Three Flagler County men facing murder charges entered a Bunnell courtroom together Tuesday morning for pre-trial hearings in unrelated cases.

BUNNELL — Three Flagler County men facing murder charges entered a Bunnell courtroom together Tuesday morning for pre-trial hearings in unrelated cases.

Michael Cummings, 46, was arraigned Tuesday and pleaded not guilty to first-degree murder, his latest charge in the death of his ex-wife, Faith Cummings. Authorities allege Michael Cummings beat, kicked, and choked the 44-year-old woman to death during a January argument in the Point Pleasant Drive home they shared.

Cummings was arrested Jan. 15 and originally charged with second-degree murder.

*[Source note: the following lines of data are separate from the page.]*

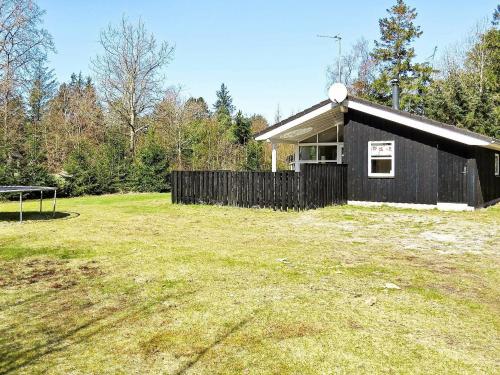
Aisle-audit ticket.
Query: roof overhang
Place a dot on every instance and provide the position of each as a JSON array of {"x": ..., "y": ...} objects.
[
  {"x": 428, "y": 126},
  {"x": 327, "y": 114},
  {"x": 304, "y": 125}
]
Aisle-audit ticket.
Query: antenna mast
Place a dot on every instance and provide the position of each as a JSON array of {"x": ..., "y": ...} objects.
[{"x": 338, "y": 38}]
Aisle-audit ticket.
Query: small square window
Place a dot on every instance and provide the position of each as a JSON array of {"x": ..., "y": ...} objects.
[
  {"x": 327, "y": 153},
  {"x": 381, "y": 159},
  {"x": 307, "y": 153},
  {"x": 497, "y": 165}
]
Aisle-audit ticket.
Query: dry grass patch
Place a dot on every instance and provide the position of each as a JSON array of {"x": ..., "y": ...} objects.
[{"x": 133, "y": 284}]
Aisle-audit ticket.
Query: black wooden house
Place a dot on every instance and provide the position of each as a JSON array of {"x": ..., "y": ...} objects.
[{"x": 393, "y": 157}]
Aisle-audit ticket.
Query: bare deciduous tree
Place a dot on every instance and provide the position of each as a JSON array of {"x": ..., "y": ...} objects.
[
  {"x": 23, "y": 43},
  {"x": 130, "y": 72},
  {"x": 358, "y": 69},
  {"x": 173, "y": 118}
]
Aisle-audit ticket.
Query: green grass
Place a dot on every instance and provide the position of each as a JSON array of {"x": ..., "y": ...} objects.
[{"x": 134, "y": 284}]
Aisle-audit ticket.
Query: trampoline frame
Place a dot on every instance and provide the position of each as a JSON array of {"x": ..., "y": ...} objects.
[{"x": 29, "y": 189}]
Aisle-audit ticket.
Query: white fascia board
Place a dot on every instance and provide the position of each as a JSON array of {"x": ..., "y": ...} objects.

But last month prosecutors presented new evidence to a grand jury that indicted Michael Cummings on the enhanced first-degree murder charge, which exposes him to the possibility of the death penalty.

(READ: Death penalty looms for Palm Coast man accused of killing ex-wife) 

Circuit Judge Terence Perkins, who presided over Tuesday’s hearings, set Cummings’ next court date for Aug. 14.

Cummings was accompanied by two other first-degree murder suspects — Joseph Colon, 35, and Nathaniel Shimmel, 23.

Colon, who has a history of drug charges, is accused of selling Savannah DeAngelis, 23, of Palm Coast, heroin laced with fentanyl on which she overdosed in her home Oct. 28. She was rushed to the hospital where she died Nov. 13.

(READ: Suspected Flagler drug dealer faces murder charge in overdose death)

Shimmel unleashed a brutal and deadly attack on his mother Aug. 24, stabbing her repeatedly after she threatened to kick him out of the family’s Palm Coast home along Woodhollow Lane.

(READ: Sheriff says son stabbed mom to death in Palm Coast)

Public Defender Raymond Warren represented all three of the men on Tuesday. He told Perkins that Cummings' and Colon’s cases were “relatively new,” both still in the discovery phase. Shimmel’s case, he said, is in the middle of depositions, although those are being delayed because both prosecutors in the case are preparing for a death penalty trial expected to begin next month in St. Johns County.

“This is the one that’s further along in the process because it’s older,” Warren said of Shimmel’s case.

Perkins set Colon's and Shimmel’s next court dates for Aug. 14 as well.